Give me some highlights of this awesome sounding summer…
Too many highlights really; playing in tents packed with lots of happy people is awesome everywhere I play. I had an interesting mix the other weekend; Creamfields and Shambala on the same day. Both great events but very very different. Creamfields was heavy with a very up for it crowd. The vibe was intense and like a rowdy club. Then Shambala was more of a psychedelic party with grandparents and children in the tent as well as ravers.
What’s your favourite type of vibe?
I’m just happy to play anywhere where people are up for it and going hard on the dancefloor. I love any crowd that’s into the music and wouldn’t want to play to one type – it’s all about variety. That keeps it interesting. If I was doing a live show, I’d be doing a fixed set regardless of the type of crowd pretty much. But as a DJ you need to be sensitive to what the crowd want and how they’re engaging with the music. It’s not just about playing what I want; it’s about modulating to fit the vibe somewhat; sometimes that takes you 20 minutes to get into the groove with that particular crowd. I love that challenge. So at Creamfields it was full-on, bang it out for an hour. At Shambala I was the last act of the night and it was a longer set so keeping the interest of the crowd was more of a challenge. I loved both though!
Caught any interesting acts on your travels? I saw you’d seen some of Kanye at Glastonbury…
I’m often in and out of these things but yeah Kanye was really interesting as always and I also saw FKA Twigs at Glastonbury, she’s got a great stage presence and makes some really interesting music. But to be honest I didn’t catch that much music besides the DJs playing before or after me. I always want to see more live music at festivals but its often not possible.
I hear you’ve been checking out a lot of old northern soul lately…
I have! I’ve started collecting old soul 45s. Without knowing it, over the years I’ve been picking up bits of northern soul for sampling or just because I love the music. But I didn’t know what genre it was until recently. My sister has started DJing northern soul around south Wales and that got me more consciously into it and gave me the collecting bug. It’s nice to do these special sets from time to time and play something that’s completely different to electronic music. Hearing these records on a good soundsystem is a great experience. Some of them have really heavy breakbeats and powerful vocals. It’s a completely different sonic experience. It’s great to see contemporary crowds getting down to these records and seeing the energy of the music still totally working today.
Collecting old soul records is a dangerous and expensive habit man…
I know… But the way I see it is I’m buying these records to DJ and not collect them like a serious collector. It would be crazy to spend hundreds on one 45 and devalue it with every spin. I’m fine with reissues and wearing them out. It’s been great fun and given me a little hobby that runs really nicely alongside what I do for actual work.

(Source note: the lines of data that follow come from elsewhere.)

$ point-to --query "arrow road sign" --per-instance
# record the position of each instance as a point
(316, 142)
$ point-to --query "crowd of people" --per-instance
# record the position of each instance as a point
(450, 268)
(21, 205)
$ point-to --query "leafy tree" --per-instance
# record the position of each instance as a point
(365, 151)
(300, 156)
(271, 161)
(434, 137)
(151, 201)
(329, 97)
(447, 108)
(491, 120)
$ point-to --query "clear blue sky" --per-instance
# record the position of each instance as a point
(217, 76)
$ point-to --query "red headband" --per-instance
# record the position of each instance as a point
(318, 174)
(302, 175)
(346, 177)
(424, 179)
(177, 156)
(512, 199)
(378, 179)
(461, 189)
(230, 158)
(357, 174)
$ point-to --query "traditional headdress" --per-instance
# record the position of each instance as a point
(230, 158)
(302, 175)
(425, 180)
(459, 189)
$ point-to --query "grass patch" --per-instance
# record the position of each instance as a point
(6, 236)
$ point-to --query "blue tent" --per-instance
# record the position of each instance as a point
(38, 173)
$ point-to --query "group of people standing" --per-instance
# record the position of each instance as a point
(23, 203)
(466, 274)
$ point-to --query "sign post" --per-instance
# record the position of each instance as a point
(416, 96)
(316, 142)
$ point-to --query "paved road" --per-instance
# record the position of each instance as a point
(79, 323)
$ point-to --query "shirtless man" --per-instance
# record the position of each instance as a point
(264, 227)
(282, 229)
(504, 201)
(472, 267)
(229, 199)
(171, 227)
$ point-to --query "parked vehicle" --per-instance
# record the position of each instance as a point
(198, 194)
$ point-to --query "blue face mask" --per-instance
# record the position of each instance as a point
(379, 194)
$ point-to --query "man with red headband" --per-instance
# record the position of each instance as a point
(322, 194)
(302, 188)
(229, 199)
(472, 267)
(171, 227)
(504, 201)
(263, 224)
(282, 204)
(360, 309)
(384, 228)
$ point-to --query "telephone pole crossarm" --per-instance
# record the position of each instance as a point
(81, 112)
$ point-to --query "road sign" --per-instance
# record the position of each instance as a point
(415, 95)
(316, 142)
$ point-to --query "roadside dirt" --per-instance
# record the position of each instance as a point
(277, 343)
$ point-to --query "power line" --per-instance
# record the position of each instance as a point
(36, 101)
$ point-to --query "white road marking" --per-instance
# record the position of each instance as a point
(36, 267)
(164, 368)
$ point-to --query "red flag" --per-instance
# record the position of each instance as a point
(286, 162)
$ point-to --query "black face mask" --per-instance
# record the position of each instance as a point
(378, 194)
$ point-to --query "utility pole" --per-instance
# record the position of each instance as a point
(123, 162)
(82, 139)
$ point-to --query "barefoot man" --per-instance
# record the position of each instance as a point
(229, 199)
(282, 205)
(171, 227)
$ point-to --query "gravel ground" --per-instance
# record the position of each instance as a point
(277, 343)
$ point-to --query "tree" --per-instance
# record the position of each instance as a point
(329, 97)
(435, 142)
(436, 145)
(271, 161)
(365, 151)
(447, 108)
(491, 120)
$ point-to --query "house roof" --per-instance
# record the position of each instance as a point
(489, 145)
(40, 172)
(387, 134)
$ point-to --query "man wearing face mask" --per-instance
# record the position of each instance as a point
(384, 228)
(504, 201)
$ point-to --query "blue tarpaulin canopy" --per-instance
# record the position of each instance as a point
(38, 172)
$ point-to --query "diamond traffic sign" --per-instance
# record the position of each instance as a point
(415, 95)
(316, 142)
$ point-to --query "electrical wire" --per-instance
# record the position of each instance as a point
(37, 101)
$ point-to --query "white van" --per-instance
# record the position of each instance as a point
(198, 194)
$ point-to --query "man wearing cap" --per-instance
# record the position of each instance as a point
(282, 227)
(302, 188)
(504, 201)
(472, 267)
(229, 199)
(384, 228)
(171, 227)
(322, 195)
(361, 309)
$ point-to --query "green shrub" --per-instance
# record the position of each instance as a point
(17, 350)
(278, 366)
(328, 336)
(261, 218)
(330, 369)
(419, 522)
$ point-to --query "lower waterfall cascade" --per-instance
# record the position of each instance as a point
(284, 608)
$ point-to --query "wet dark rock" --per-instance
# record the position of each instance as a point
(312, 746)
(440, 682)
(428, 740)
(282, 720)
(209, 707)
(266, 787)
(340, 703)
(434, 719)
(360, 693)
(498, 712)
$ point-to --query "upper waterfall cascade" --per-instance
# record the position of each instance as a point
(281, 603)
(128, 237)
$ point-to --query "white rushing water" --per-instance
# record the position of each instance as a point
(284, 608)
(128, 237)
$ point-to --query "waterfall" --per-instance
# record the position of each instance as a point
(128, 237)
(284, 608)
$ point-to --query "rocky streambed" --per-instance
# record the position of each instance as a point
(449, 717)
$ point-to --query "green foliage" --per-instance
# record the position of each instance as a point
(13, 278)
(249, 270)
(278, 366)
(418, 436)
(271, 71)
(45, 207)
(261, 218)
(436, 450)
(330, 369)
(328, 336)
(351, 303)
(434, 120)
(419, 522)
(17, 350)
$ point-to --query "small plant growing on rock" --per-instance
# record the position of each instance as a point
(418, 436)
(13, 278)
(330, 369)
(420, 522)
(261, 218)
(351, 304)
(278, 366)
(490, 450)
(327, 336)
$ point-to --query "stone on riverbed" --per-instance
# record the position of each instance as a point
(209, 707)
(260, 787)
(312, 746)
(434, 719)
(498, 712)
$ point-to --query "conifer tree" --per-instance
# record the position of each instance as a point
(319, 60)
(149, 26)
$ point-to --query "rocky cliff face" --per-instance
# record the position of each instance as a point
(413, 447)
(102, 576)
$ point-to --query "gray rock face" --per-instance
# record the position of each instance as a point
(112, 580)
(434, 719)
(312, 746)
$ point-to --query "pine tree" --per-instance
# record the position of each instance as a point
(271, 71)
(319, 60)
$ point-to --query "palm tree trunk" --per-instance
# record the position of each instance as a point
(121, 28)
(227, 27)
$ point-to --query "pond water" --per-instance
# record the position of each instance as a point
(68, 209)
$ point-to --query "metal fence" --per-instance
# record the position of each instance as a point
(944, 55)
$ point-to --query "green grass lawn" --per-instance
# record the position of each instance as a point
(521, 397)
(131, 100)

Speaking of actual work… Last time we spoke Who’s Loving You was just out and there was talk of lots more material. What’s up with that? We’ve had a few remixes but not as much as we’d hoped!
I can’t talk about what’s going on at the moment sorry… There are a few big things happening but not ready to confirm and I’m also producing an album with someone outside of drum & bass which has been great.
Someone outside of electronic music?
No no, they’re in electronic music but not D&B. It’s a really exciting project and I’ve loved doing it. But I can’t let the cat out of the bag in any way. It’s been a great experience and working with an artist in this type of way has been an ambition of mine for a long time. I can’t tell you any more than that. I have been making lots of drum & bass by the way. There should hopefully be new material from me very soon… Early 2016 at the latest.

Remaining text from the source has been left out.